LOS ANGELES (March 8, 1999) -- When Marcia Litt was diagnosed with breast cancer at age 48, she was worried about more than her medical outcome. Her fears also focused on the possibility that her children -- and other family members -- could develop the same disease. Marcia had already seen two of her aunts succumb to breast cancer, and began to wonder if there might be a genetic susceptibility to the disease within her family.
"I gradually became proactive about educating myself about cancer," said Marcia, who underwent a lumpectomy, lymph node surgery, radiation and chemotherapy in 1997. Initially she was afraid to explore the subject for fear of learning more than she could emotionally handle. But with time that hesitation turned to action, as she began to seek information about the disease and, ultimately, decide to pursue genetic counseling and testing. She credits that decision with saving her life . . . and possibly the lives of those she loves.

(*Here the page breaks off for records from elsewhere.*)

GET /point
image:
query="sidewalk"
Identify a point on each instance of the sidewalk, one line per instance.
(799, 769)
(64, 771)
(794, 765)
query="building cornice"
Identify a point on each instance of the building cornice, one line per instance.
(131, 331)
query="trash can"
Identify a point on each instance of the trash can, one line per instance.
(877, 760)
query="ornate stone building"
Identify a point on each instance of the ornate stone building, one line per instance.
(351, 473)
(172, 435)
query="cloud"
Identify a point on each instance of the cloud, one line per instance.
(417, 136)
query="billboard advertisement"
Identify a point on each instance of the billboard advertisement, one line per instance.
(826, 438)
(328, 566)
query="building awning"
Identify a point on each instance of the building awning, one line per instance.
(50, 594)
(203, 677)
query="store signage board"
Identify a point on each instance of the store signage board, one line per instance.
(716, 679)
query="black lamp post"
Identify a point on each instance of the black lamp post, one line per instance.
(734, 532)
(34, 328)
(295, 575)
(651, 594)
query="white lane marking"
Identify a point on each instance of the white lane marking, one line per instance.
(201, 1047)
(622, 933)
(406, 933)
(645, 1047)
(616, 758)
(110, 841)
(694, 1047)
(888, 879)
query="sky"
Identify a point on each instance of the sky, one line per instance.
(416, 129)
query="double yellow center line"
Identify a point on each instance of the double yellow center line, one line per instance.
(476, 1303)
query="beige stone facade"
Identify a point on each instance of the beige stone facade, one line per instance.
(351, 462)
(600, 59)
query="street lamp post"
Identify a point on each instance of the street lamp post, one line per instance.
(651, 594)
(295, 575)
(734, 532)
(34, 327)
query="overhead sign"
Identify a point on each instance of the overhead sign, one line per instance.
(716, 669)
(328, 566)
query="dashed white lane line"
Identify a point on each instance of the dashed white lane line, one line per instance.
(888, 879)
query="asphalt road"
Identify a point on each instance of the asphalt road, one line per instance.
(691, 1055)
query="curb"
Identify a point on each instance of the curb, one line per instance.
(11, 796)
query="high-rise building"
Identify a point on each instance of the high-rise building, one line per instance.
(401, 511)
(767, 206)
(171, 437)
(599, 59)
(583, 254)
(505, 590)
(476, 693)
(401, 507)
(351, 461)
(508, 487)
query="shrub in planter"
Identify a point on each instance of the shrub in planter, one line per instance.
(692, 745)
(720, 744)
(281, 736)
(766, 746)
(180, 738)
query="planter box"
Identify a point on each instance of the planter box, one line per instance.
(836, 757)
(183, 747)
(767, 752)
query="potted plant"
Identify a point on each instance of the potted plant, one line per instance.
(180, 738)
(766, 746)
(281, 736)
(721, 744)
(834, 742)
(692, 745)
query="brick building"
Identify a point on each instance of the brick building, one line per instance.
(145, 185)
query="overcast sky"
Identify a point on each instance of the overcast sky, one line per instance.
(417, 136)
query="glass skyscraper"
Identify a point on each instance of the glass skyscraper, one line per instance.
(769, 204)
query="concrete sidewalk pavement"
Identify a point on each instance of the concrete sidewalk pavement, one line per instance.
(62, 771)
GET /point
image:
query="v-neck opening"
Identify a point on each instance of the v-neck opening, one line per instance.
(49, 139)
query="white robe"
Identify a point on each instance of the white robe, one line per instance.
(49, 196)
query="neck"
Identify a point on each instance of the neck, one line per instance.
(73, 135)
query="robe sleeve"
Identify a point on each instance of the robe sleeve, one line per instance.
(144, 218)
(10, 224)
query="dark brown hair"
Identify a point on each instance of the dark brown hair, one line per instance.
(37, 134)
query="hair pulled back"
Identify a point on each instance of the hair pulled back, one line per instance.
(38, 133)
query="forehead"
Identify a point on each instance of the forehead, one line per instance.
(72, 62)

Last year, Marcia was one of more than 130 people evaluated by the GenRISK program at Cedars-Sinai Medical Center. Program director Maren Scheuner, M.D., M.P.H., hopes that number will grow as more people become aware of both GenRISK and the benefits it can provide in recognizing and reducing the risks of potentially life-threatening diseases.
Utilizing state-of-the-art genetic consultative services, GenRISK provides genetic risk assessment, diagnosis, testing and counseling for such common, chronic conditions as cancer (including breast, colon, endometrial, kidney, ovarian, prostate, skin and thyroid), diabetes, heart disease, hemochromatosis and stroke. The program is designed for individuals who may have a genetic susceptibility to certain conditions.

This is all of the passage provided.